Yoshie Nakatani, an official at the Foreign Ministry's fisheries division, said Japan would still attend IWC meetings.

A minke whale is unloaded at a port after a whaling for scientific purposes in Kushiro, in the northernmost main island of Hokkaido, Japan, in September 2013. (Kyodo News via Associated Press)

"It's not like we are turning our back on the IWC and abandoning international co-operation," she said. "There is no change to our country's respect for the rule of law and multilateralism."

Paul Watson, an activist with the Sea Shepherd Conservation Society, said other whaling nations could follow Japan and quit the IWC.

"If Japan's out ... I think Norway and Iceland will withdraw also," he told CBC News. 

New Zealand Foreign Minister Winston Peters welcomed Japan's decision to halt Antarctic whaling, but said he was disappointed with the decision to resume any commercial whaling.

"Whaling is an outdated and unnecessary practice.
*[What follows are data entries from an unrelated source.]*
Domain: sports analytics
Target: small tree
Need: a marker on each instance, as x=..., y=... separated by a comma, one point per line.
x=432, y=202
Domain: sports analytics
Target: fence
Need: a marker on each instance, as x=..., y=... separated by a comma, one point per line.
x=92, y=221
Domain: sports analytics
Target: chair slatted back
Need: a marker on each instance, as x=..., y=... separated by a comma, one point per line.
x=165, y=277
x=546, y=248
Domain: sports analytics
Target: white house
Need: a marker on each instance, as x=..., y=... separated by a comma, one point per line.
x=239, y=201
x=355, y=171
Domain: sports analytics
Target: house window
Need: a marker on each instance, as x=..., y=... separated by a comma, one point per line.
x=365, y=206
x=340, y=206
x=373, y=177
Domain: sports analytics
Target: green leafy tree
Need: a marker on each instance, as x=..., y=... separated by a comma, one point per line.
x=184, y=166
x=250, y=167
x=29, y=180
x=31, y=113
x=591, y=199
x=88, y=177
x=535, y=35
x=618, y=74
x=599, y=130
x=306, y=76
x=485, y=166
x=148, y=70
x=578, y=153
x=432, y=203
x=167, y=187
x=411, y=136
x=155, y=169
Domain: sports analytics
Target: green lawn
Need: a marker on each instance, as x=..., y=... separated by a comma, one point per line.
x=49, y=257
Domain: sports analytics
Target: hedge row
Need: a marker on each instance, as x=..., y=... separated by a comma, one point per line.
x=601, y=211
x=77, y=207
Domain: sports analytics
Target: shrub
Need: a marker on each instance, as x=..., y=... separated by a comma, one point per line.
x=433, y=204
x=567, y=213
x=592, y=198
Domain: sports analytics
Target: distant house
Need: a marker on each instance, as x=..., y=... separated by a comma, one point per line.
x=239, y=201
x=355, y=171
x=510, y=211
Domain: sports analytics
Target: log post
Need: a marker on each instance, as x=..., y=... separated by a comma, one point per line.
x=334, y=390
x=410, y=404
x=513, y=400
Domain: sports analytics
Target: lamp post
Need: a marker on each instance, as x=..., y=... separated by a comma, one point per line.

We continue to hope Japan eventually reconsiders its position and will cease all whaling in order to advance the protection of the ocean's ecosystems," Peters said in a statement.

Australia urged Japan to return to the IWC.

"Australia remains resolutely opposed to all forms of commercial and so-called 'scientific' whaling," its environment minister, Melissa Price, and Foreign Minister Marise Payne said in a statement.

Japan has long defied such protests to conduct what it calls scientific research whaling, having repeatedly said its ultimate goal was to whale commercially again.

In 2014, the International Court of Justice ruled that Japan should halt its Antarctic whaling.

Japan suspended its hunt for one season to retool its whaling program with measures such as cutting the number of whales and species targeted, but resumed hunting in the 2015-2016 season, capping its Antarctic catch with a quota of 333 whales annually.

Japan began scientific whaling in 1987, a year after an international whaling moratorium began. Its aging whaling mothership is in need of a costly replacement or refit.

Much of the meat ends up in shops, even though most Japanese no longer eat it. Whale consumption accounted for 0.1 per cent of all Japanese meat consumption, according to the Asahi newspaper. That works out to 35 grams per person per year, according to a whale meat shop owner Koichi Matsumoto.

"We ate whale meat in the old days but there are lots of other things to eat now," said a 75-year-old woman shopper.

"But if we don't explain internationally that whales are increasing ... people won't understand."

The ever-dwindling demand means an uncertain outlook for Japan's whaling.

"It could persist as a small-scale activity. There are still whale meat restaurants and I think some people will keep eating a small quantity," said Yoichiro Sato, a professor at Ritsumeikan Asia Pacific University.

But, said Sato, "if it's too expensive, people will not eat it. As an industry, its prospect is very grim."